August 23 – Doc Gautreau, 69, second baseman who played from 1925 to 1o 1928 for the Philadelphia Athletics and the Boston Braves.
August 23 – Red Smith, 78, backup catcher for the Pittsburgh Pirates in the 1917 and 1918 seasons.
August 25 – Leo Moon, 81, pitcher for the 1932 Cleveland Indians.
August 26 – Eddie Rommel, 72, pitcher who won 171 games for the Philadelphia Athletics, and later worked 22 years as an American League umpire.
August 31 – Heinie Odom, 69, third baseman for the 1925 New York Yankees.

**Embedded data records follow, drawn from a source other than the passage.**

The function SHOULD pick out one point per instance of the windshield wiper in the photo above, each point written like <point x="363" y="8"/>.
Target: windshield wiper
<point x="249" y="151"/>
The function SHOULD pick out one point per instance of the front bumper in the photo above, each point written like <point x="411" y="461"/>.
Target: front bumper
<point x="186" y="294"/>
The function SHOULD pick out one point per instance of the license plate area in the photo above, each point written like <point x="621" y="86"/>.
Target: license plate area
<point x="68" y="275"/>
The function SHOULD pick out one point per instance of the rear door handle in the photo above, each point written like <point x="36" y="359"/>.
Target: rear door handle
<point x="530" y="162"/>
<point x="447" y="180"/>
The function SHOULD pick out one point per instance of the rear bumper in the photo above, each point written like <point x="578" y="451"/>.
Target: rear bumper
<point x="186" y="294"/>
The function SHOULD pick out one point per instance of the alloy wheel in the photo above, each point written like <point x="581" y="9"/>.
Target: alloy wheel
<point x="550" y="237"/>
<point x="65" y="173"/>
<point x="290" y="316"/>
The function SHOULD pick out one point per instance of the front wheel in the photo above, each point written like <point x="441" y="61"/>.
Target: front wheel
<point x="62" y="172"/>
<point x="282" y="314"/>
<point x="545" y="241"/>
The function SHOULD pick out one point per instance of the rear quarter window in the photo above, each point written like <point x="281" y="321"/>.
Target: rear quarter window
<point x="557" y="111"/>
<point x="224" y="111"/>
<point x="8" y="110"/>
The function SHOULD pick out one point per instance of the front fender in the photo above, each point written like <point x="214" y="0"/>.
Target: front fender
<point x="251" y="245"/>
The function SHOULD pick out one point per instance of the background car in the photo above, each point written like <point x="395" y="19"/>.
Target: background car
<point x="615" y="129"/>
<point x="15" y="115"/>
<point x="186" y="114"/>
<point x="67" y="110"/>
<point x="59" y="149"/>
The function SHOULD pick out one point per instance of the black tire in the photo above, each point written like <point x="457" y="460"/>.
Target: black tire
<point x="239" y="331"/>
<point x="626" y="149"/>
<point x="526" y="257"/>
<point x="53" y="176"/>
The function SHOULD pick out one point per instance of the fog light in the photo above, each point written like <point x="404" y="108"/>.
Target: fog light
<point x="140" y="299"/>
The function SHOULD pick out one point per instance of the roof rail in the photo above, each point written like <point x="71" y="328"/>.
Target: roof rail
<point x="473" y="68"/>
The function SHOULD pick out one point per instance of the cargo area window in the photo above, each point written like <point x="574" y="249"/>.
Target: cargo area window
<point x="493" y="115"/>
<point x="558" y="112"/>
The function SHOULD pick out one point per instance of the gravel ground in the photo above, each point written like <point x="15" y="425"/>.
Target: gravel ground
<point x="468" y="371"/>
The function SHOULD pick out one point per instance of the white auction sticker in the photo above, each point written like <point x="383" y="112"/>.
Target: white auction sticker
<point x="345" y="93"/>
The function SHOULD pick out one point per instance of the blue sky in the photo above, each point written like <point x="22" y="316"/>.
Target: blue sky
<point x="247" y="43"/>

November 24 – Ivy Andrews, 63, pitcher for three American League teams from 1931–1938 and a member of the New York Yankees 1932 World Champions, who later became the first pitching coach for the Double-A Birmingham Barons.
December 10 – Johnny Mostil, 74, center fielder for the Chicago White Sox.
December 12 – Doug Taitt, 68, right fielder for the Boston Red Sox, Chicago White Sox and Philadelphia Phillies from 1938 to 1932, who later became a successfully hitter and manager in the Minor Leagues.